Article
· Nov 4, 2016 4m read

Extracting pButtons data to a CSV file on Windows

This is a follow-up to Murray's article for scripting pButtons data extraction on Unix/MacOS:
    Extracting pButtons data to CSV for UNIX/MacOS

Extracting pButtons data to a CSV file on Windows

PowerShell scripting was used in this article because it is available by default on Windows platforms.

The script, Extract_pButtons.ps1, will search the given pButtons file until it finds the marker for the beginning of the section. The section will be printed line-by-line, from the header to the line before the section end marker.

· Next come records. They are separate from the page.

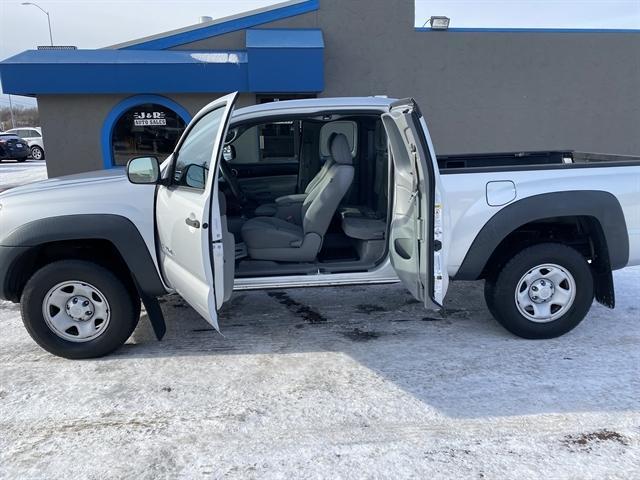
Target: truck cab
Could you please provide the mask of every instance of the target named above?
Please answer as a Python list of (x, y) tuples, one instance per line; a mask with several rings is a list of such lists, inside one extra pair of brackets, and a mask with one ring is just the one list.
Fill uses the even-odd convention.
[(527, 339), (575, 328), (611, 272), (640, 262), (637, 158), (536, 152), (436, 157), (412, 99), (204, 107), (162, 164), (0, 194), (0, 298), (47, 351), (106, 355), (158, 297), (215, 329), (234, 290), (402, 282), (441, 308), (484, 280), (492, 315)]

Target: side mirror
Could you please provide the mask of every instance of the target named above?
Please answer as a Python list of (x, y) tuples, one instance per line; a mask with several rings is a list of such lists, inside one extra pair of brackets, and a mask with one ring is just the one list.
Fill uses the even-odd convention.
[(208, 173), (208, 168), (192, 163), (187, 167), (187, 170), (184, 172), (184, 176), (182, 177), (182, 182), (180, 183), (187, 187), (204, 190), (204, 187), (207, 184)]
[(233, 145), (227, 145), (222, 149), (222, 158), (224, 158), (225, 162), (230, 162), (234, 158), (236, 158), (236, 147)]
[(127, 178), (131, 183), (152, 185), (160, 179), (160, 164), (156, 157), (136, 157), (127, 163)]

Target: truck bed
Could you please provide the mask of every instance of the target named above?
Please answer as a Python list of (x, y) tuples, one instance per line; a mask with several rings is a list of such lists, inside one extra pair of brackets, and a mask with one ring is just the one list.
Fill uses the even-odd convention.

Additional parameters are passed in to the script to include the header line and convert the output to CSV format (spaces will be replaced with commas and any leading spaces on each line are removed). The mgstat and win-perfmon sections are already in comma-delimited format whereas vmstat is not.

<# Extract_pButtons.ps1
#
# Usage:    ./Extract_pButtons.ps1 <input pButtons> <input searchName> <header text> <convert to CSV>
#
# pButtons has the following markers in the html source:
# Metrics                          Parameters to pass
# -------                          -------------------
# mgstat                             mgstat Date 0
# Windows performance monitor        win_perfmon Time 0
# vmstat                             vmstat fre 1
#
# Usage examples:
#   Search for mgstat and redirect to .csv file:
#     ./Extract_pButtons.ps1 CACHE_20161018_0001_24hours.html mgstat Date 0 > mgstatOuptut.csv
#
#   Search for vmstat, convert to CSV, include header, and redirect to .csv file:
#     ./Extract_pButtons.ps1 CACHE_20161018_0001_24hours.html vmstat fre 1 > vmstatOutput.csv
#
#   Search for win_perfmon and redirect to .csv file:
#     ./Extract_pButtons.ps1 CACHE_20161018_0001_24hours.html win_perfmon Time 0 > winperfmonOutput.csv
#>

Param(
    [string]$pButtonFilePath,
    [string]$searchName,
    [string]$headerText,
    [bool]$convertToCSV
)

# Resolve the full path of the pButtons file and open for reading.
$pButtonFilePath = Resolve-Path $pButtonFilePath
$fileReader = [System.IO.File]::OpenText($pButtonFilePath)

try { 
    $printHeader = 0
    $foundString = 0
    $line = $fileReader.ReadLine()
    while (($line -ne $null) -and (-Not $line.Contains("end_"+$searchName))) {
        # When desired section is found, read each line until the end of section is found
        if ($line.Contains("beg_"+$searchName)) {
            $foundString = 1
        }

        # Start extracting at the header line
        if (($foundString -eq 1) -and ($line.Contains($headerText))) {
            $printHeader = 1
        }

        # Print out the current line and read the next line
        if ($printHeader -eq 1) {
            # If specified, convert spaces to commas (remove leading space)
            if ($convertToCSV -eq 1) {
                $line = $line.Trim() -Replace '\s+',','
            }
            # Print out the current line
            $line
        }
        $line = $fileReader.ReadLine()
     }
} 
finally {
    $fileReader.Close()
}

Note: Windows PowerShell default execution policy does not permit any scripts to run. At PowerShell prompt type get-help about_signing to understand PowerShell policy and instructions for enabling script execution.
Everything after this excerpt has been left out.